Some parents and carers cannot bear the long wait and so feel compelled to pay privately to have their child diagnosed, putting them under extra unnecessary financial pressure in an already stressful situation. Once correctly diagnosed, a child will receive the support they need in schooling and wellbeing via a specifically designed local education, health and care plan, which could have life-changing effects.
On that point, a constituent, Zoe, explained to me how the diagnostic procedures are outdated. Some children are not being diagnosed as autistic because they can do things such as make eye contact, and then that diagnosis is proved to be wrong. She also said:
“If you become desperate and obtain a private diagnosis with an expert in the field, you are made to feel that you have bought the result and it is not seen as valid by schools and other SEN professionals. I think that the worst thing is the treatment of parents who are trying to help their child under what are extremely stressful and upsetting circumstances. Your parenting skills and your mental health are questioned regularly.”
Does my hon. Friend agree that that is a problem?

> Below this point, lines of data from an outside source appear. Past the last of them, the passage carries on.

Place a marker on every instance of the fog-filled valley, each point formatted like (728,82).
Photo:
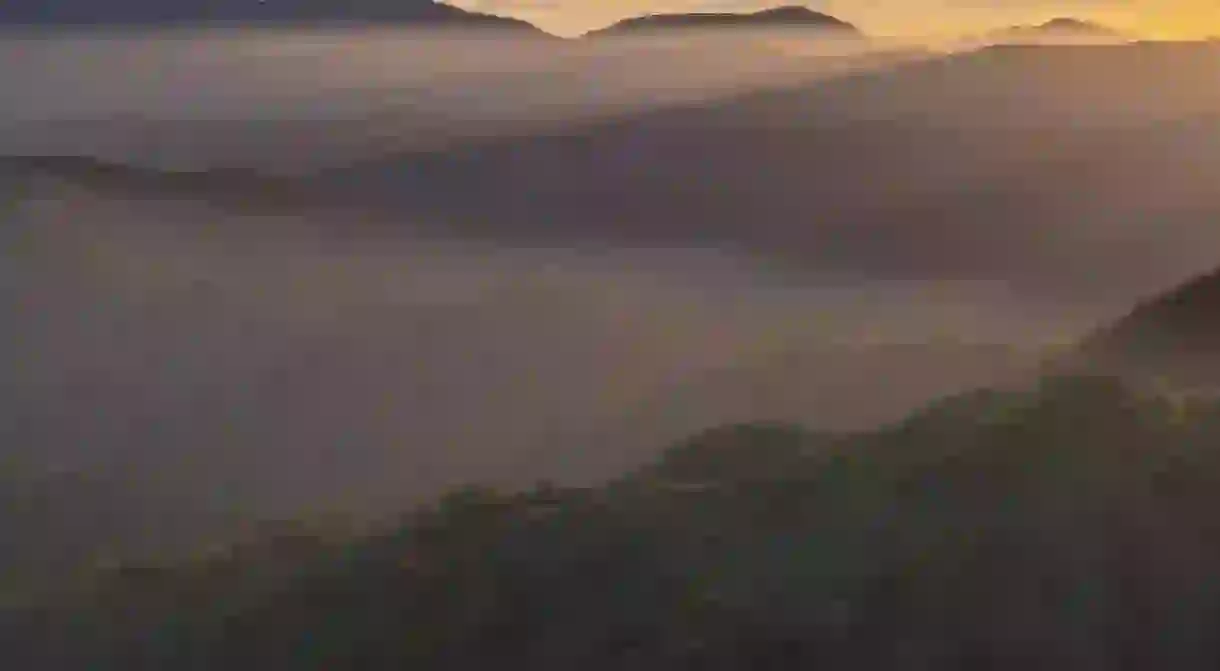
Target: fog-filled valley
(293,275)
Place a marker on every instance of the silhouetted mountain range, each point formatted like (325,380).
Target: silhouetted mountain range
(1173,338)
(240,12)
(788,17)
(1062,27)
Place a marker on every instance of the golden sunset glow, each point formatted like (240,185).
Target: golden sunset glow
(1148,18)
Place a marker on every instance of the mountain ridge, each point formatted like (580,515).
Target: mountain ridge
(789,16)
(132,14)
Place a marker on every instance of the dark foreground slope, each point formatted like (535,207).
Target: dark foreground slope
(1173,337)
(1065,527)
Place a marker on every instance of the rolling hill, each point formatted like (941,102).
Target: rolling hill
(780,18)
(240,12)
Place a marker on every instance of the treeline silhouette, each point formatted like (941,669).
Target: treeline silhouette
(1069,525)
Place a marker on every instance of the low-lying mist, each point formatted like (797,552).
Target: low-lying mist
(178,366)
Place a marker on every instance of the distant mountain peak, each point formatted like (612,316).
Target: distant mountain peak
(791,16)
(253,12)
(1174,337)
(1060,27)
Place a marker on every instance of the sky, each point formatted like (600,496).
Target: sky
(1153,18)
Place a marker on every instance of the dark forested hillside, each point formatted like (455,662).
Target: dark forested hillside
(1062,527)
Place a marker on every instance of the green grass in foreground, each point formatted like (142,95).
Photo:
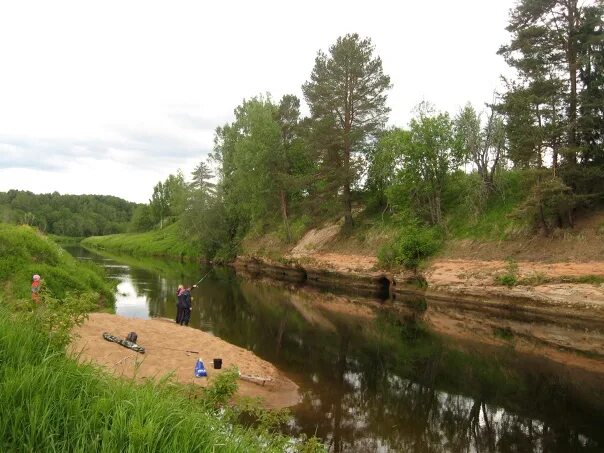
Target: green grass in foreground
(48,402)
(164,242)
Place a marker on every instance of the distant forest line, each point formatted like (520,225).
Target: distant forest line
(67,215)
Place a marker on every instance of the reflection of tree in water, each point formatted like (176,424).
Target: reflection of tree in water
(391,384)
(385,383)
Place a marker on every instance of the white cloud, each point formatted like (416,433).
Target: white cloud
(111,97)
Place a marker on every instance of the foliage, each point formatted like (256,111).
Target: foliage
(347,98)
(413,245)
(510,277)
(25,252)
(549,204)
(424,158)
(555,48)
(482,145)
(166,242)
(58,317)
(168,199)
(67,215)
(142,219)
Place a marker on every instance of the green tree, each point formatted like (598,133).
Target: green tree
(159,203)
(482,145)
(347,94)
(426,156)
(550,41)
(202,179)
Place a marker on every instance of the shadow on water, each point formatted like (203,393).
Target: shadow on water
(372,376)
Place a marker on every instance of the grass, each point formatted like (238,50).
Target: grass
(166,242)
(24,252)
(49,402)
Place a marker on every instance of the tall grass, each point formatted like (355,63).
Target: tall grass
(24,252)
(165,242)
(50,403)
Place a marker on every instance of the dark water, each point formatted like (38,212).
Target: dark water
(371,376)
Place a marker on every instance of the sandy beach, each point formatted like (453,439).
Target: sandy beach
(170,348)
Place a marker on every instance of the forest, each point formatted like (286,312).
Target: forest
(67,215)
(529,161)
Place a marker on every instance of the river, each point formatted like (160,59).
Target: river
(372,375)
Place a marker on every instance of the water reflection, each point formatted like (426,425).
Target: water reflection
(371,376)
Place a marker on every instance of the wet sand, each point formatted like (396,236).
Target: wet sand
(166,345)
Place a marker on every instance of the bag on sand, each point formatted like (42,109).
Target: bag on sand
(200,369)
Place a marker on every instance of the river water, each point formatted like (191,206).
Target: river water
(372,376)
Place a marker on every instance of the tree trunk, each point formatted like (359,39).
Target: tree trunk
(572,70)
(347,197)
(283,202)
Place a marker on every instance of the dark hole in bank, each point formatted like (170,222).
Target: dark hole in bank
(384,288)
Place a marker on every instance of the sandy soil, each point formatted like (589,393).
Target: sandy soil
(166,347)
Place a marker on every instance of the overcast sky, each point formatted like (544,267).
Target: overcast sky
(111,97)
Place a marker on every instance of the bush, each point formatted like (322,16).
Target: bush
(510,277)
(413,245)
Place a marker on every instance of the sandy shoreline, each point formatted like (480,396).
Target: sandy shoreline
(166,347)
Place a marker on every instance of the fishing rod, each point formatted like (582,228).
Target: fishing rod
(202,278)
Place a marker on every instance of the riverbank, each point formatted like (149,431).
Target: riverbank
(172,350)
(556,316)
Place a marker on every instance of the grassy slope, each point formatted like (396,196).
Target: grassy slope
(164,242)
(25,252)
(49,402)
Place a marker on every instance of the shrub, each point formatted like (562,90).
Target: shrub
(510,277)
(413,245)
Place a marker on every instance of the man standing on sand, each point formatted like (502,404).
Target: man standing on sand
(180,303)
(183,306)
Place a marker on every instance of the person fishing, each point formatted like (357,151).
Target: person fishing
(35,288)
(183,305)
(186,316)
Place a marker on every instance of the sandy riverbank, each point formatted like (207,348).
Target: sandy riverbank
(166,347)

My hon. Friend makes an excellent point. Sometimes the private assessment is not recognised by the local CCG, so referral does not take place as planned, leading to more stress on families and children. I have enormous sympathy with her constituent who has faced that situation.

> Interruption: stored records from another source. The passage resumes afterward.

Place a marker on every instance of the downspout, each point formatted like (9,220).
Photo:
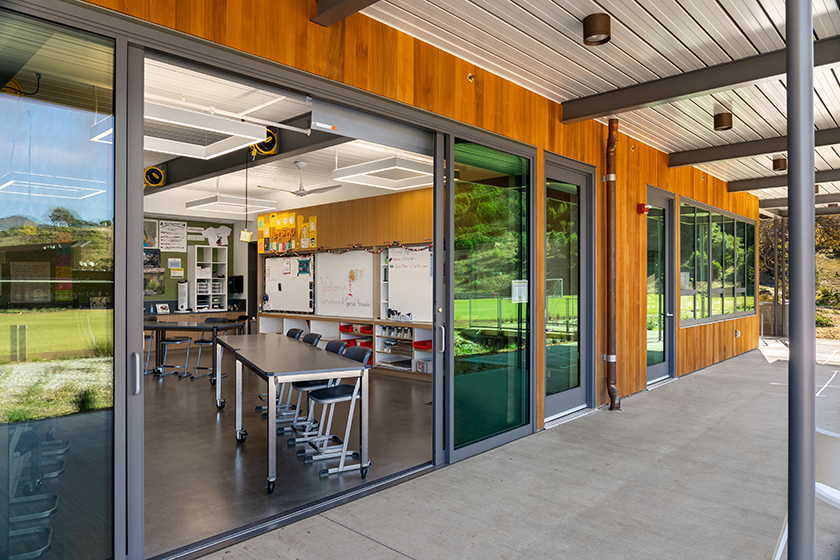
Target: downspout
(610,357)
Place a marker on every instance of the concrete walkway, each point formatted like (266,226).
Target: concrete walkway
(695,468)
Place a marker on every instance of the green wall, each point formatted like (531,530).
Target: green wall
(171,288)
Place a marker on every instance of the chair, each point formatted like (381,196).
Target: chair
(204,342)
(283,409)
(175,341)
(308,429)
(828,478)
(328,398)
(150,338)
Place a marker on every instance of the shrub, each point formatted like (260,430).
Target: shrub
(823,321)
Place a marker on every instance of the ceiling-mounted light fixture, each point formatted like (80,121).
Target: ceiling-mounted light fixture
(392,173)
(723,121)
(596,29)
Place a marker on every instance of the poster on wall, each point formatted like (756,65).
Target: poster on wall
(172,236)
(150,234)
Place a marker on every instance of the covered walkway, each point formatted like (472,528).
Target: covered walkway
(695,468)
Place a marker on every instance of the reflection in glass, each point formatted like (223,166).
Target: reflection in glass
(562,269)
(655,286)
(56,296)
(688,254)
(491,331)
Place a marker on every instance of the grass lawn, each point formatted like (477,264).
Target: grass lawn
(71,333)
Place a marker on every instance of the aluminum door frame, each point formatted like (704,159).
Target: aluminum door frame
(667,201)
(562,168)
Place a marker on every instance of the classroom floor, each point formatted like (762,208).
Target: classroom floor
(200,482)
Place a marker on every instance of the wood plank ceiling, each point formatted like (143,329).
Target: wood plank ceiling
(537,44)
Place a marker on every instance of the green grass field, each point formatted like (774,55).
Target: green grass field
(71,333)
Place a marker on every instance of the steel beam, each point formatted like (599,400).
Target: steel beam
(182,171)
(777,181)
(801,366)
(767,146)
(783,203)
(705,81)
(333,11)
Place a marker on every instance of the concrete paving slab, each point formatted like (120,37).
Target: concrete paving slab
(692,469)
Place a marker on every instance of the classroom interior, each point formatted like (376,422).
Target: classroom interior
(340,245)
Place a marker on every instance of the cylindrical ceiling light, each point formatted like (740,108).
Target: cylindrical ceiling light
(596,29)
(723,121)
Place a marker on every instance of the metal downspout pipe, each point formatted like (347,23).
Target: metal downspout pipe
(610,356)
(802,333)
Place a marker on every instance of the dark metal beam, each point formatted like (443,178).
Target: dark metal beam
(705,81)
(782,202)
(829,176)
(182,171)
(333,11)
(828,137)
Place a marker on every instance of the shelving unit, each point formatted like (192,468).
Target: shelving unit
(208,277)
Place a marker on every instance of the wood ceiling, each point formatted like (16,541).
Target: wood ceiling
(538,45)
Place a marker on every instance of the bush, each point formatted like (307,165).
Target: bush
(823,321)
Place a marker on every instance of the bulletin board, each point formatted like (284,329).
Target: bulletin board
(290,284)
(344,286)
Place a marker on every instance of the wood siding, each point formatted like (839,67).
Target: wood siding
(366,54)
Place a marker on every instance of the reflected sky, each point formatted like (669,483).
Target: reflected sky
(48,160)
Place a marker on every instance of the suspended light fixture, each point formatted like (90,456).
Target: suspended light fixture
(723,121)
(596,29)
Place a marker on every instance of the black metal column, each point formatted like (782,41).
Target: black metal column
(802,331)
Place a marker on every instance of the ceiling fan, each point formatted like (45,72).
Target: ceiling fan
(301,191)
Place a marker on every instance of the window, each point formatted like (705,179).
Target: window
(717,264)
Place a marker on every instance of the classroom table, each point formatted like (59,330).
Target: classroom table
(280,359)
(162,327)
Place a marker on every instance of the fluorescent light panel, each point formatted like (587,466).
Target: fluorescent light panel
(369,174)
(241,134)
(50,186)
(231,204)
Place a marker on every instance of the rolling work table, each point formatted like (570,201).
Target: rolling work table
(278,358)
(162,327)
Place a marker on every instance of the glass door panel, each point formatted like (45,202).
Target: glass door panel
(57,291)
(490,278)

We all know that the early years of a child’s life are so vital for their long-term development. If a child does not get a good start, it is always hard to catch up. Research conducted by the charity Autistica has found that a programme of parent-led video therapy delivered during the early years of an autistic child’s life could significantly improve their communication and social interaction skills. People who are not diagnosed until adulthood can experience depression and have suicidal thoughts.